Giter Site home page Giter Site logo

lipreading-tcn's Introduction

Lipreading using Temporal Convolutional Networks

I have worked in this project as part of my final year project. This is project use LRW dataset on a single word prediction on 500 classes. This model can be trained from scratch.

I have used Windows OS with Nvidia GeForce RTX 3070 GPU for the training. There are couple of point added to run it on windows os alongside a wonderful documentation from the original authors shown below.

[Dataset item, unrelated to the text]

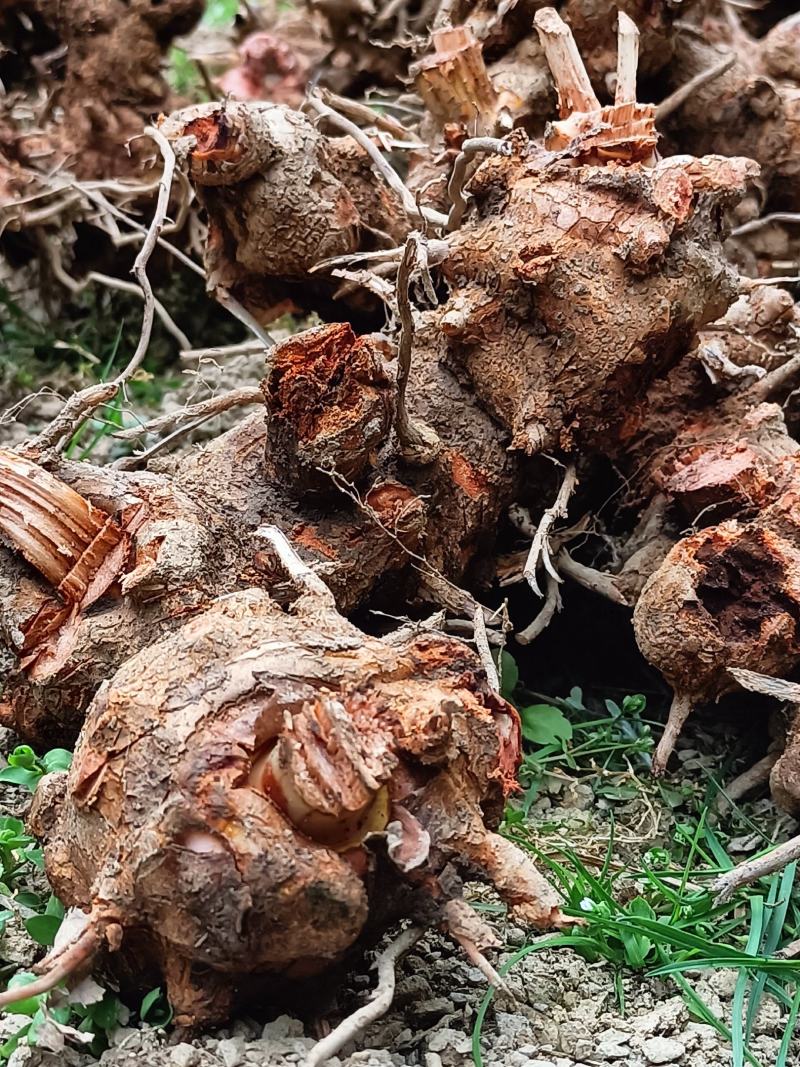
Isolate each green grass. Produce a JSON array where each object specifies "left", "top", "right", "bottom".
[{"left": 473, "top": 665, "right": 800, "bottom": 1067}]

  1. Conda environment is recommended as some of the libraries conflicts or at least conflicted during my work with virtualenv
  2. while providing path use "\" not "" or use "/".
  3. During preprocessing i had reuse couple of files twice as their .txt file were missing and preprocessing doesn't work properly if there is any missing index sequence in the files.
  4. I have changed "queue-length" to 25 instead of 30 as i wanted to test existing test video files.
  5. There were a conflict of device during running the prediction file, hence change default device to 'cpu' which solved the problem.

Content

Deep Lipreading

Model Zoo

Citation

License

Contact

Deep Lipreading

How to install environment

  1. Clone the repository into a directory. We refer to that directory as TCN_LIPREADING_ROOT.
git clone --recursive https://github.com/mpc001/Lipreading_using_Temporal_Convolutional_Networks.git
  1. Install all required packages.
pip install -r requirements.txt

How to prepare dataset

  1. Download our pre-computed landmarks from GoogleDrive or BaiduDrive (key: kumy) and unzip them to $TCN_LIPREADING_ROOT/landmarks/ folder.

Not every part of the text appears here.